Global cocoa demand will outstrip supply by 209,000 metric tons in the season ending Sept. 30, estimates KnowledgeCharts, a unit of Commodities Risk Analysis in Bethlehem, Pennsylvania. That is bigger than the 52,000-ton deficit forecast by the International Cocoa Organization in London. The shortage next season will amount to 188,000 tons, KnowledgeCharts data show.
Cocoa prices jumped 23 percent from a 14-month closing low on March 4, signaling higher costs for candy makers including Hershey Co. and Nestle SA. Farmers in Ivory Coast and Ghana are harvesting the mid-crop, or smaller of two annual harvests. At the same time, demand for chocolate has advanced, sending the cost of cocoa butter relative to bean prices last month to the highest since 2008 in Europe.
“Two months ago, the consensus deficit for the current season was very different than what it appears to be now,” Jonathan Parkman, co-head of agriculture at Marex Spectron Group, said by phone from London today. “A lot of that has to do with the Ivory Coast and Ghana numbers showing that the mid-crops weren’t so good, showing that production numbers were slightly lower than we had previously thought.”
Cocoa futures for December delivery climbed 3 percent to settle at 1,704 pounds ($2,658) a ton on NYSE Liffe in London.
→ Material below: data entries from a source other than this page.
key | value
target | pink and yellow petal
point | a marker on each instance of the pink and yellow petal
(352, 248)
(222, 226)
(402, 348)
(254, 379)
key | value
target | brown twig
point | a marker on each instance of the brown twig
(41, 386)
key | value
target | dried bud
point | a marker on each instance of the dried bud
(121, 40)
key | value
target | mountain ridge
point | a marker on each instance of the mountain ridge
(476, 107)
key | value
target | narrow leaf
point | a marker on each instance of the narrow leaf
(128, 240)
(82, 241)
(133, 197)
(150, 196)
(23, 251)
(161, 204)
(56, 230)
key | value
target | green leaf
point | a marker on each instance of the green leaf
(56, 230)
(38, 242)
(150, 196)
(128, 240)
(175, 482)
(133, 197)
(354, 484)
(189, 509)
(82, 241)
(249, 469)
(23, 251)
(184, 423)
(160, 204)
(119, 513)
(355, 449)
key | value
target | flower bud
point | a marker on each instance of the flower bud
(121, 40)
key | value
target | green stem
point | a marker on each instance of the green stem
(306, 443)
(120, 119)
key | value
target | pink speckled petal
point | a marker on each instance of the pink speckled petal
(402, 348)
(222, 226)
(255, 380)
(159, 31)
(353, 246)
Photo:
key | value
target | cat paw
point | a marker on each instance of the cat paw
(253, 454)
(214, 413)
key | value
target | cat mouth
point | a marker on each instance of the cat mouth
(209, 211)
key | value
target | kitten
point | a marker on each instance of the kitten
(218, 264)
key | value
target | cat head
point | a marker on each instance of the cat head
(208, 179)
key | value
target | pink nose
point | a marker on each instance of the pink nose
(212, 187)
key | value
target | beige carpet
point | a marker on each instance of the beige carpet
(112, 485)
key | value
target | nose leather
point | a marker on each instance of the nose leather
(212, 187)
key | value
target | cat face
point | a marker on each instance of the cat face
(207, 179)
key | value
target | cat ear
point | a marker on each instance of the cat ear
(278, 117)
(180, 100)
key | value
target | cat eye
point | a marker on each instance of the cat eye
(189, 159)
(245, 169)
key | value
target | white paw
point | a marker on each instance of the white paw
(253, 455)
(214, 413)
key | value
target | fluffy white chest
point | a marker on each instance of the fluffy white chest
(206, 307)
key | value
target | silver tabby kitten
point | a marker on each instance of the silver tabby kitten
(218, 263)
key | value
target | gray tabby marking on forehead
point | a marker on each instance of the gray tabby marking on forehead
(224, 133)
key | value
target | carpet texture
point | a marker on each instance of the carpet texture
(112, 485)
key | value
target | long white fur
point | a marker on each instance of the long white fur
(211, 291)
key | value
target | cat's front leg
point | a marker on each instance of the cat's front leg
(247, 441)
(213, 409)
Earlier today, prices rose to 1,706 pounds a ton, the highest for a most-active contract since Sept. 14, 2012. Prices will rise to 1,750 a ton before the end of the year, the highest since September 2011, according to the median of nine trader estimates published by Bloomberg on Aug. 15.
Ivory Coast production will fall for a third year in 2013-14, to 1.42 million tons from 1.455 million tons this year, Macquarie Group Ltd. estimates. In Ghana, output will fall to 800,000 tons from about 900,000 tons over the same period, Lone, Togo-based lender Ecobank Transnational Inc. said.
Bean deliveries to ports in Ivory Coast from Oct. 1 to June 30 were 1.28 million tons, according to government data. That’s smaller than the 1.34 million tons estimated on July 2 by KnowledgeCharts. In Ghana, purchases from farmers totaled about 800,000 tons from Oct. 1 through Aug. 8, down from 829,000 tons a year earlier, data from the researcher show.
Dry weather in Ivory Coast and Ghana earlier this year means that the development of the next crop was delayed by about a month. Rain in the past 30 days amounted to 1 to 1.5 inches compared with an average 3 to 3.5 inches for this time of the year, Kyle Tapley, a meteorologist at MDA Weather Services in Gaithersburg, Maryland, said yesterday.
Cocoa butter was 2.65 to 2.75 times the cost of cocoa futures on NYSE Liffe last month, according to three traders with direct knowledge of the sales. Cocoa butter accounts for 20 percent of the weight of a chocolate bar. U.S. chocolate candy sales rose 6.7 percent to $748 million in the four weeks ended Aug. 11 from a year earlier, as prices gained 3.7 percent, said Kenneth Shea, a senior analyst for food & beverages at Bloomberg Industries, citing IRI data.
“I’m certainly more interested in the demand story than I am in the production story,” Parkman said. “Because of that, I think it’s much more interesting for cocoa longer-term than a short-term production issue might be. Demand is going to be key rather than supply.”